Radix-Sort evaluates the prefix of each of the rotated sequences and distributes the sequences into N² bins where N is the magnitude of the alphabet. With simple arithmetic, the bin number can be directly determined as S1.N + S2, with S1 being the first of the two symbols and S2 the second. The advantage of this method clearly is that we do not have to occupy memory space for all of the possible rotations as we proceed along the initial vector picking one pair after the other. Note that subsequent pairs overlap, i.e. the second pair comprises the entries 2 and 3 as illustrated in figure 2.

As the prefixes are already sorted up to the depth of 2 (meaning the rotations are sorted with respect to the first two symbols), the following sorting can be applied to sets of rotations that match in their first two symbols.

2.1.3.2 Quicksort

Fig. 3

Quicksort chooses one arbitrary (in our case, the first) element of the input vector as the so-called Pivot element. All other elements are compared to the Pivot and distributed into three bins depending on whether they are larger, equal or smaller in magnitude than the Pivot. The Pivot itself is put into the second bin as well. The three resulting sub-vectors are sorted by recursively applying the quicksort algorithm on each of them.

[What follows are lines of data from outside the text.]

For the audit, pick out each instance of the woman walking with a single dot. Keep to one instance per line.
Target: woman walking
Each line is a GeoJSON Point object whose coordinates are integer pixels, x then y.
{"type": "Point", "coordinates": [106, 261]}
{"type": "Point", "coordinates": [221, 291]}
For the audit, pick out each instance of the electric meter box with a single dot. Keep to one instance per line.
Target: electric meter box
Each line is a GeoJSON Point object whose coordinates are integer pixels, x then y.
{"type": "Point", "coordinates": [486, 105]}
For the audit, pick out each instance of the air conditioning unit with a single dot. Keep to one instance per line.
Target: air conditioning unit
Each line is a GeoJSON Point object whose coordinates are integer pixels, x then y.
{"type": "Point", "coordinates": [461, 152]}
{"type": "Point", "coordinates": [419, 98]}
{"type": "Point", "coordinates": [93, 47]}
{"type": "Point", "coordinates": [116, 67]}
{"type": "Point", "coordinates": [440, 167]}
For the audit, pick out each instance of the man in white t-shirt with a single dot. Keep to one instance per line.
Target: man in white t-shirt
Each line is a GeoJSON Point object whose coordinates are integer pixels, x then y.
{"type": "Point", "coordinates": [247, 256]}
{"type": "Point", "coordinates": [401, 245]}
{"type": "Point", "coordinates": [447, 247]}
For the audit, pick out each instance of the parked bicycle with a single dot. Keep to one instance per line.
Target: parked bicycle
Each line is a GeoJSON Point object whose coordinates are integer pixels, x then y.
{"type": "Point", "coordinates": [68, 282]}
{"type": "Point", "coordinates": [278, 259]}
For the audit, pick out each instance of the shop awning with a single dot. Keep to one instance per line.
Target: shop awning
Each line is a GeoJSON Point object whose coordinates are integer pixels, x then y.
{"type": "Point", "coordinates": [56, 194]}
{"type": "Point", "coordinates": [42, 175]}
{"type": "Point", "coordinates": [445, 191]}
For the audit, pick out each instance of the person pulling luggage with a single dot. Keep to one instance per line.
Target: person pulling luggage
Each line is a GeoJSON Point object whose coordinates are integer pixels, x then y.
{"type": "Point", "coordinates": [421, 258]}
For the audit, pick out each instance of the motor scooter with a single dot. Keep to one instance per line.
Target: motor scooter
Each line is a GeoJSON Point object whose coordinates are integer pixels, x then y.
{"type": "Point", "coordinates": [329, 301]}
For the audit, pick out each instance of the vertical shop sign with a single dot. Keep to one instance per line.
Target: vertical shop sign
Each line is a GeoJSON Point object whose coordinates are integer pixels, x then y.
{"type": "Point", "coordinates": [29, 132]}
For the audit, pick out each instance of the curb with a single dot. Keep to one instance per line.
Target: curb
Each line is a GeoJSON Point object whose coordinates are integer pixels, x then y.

The standard quicksort algorithm had to be modified so that not only single elements are sorted but rather entire sequences. This is achieved by introducing the parameter depth which specifies the length of the prefixes that have already been sorted. The quicksort algorithm skips those elements that are already sorted and proceeds at the given depth. Furthermore, if all elements in a resulting sub-vector are equal at a certain depth the quicksort function is applied at depth+1.

2.2 Move-To-Front

The Move-To-Front (MTF) algorithm was part of the data compression algorithm defined in the original paper by Burrows and Wheeler. An MTF encoder keeps all possible data values in a list. It processes the input one value at a time by simply outputting that value's position in the list. It then moves this value to the top of the list. So, if the next value to be encoded is identical, this time it outputs a 0. On repetitive data, such as that produced by the BWT, an MTF encoder produces an output heavily weighted towards low integers and likely to include runs of those integers. These runs can then be run-length encoded.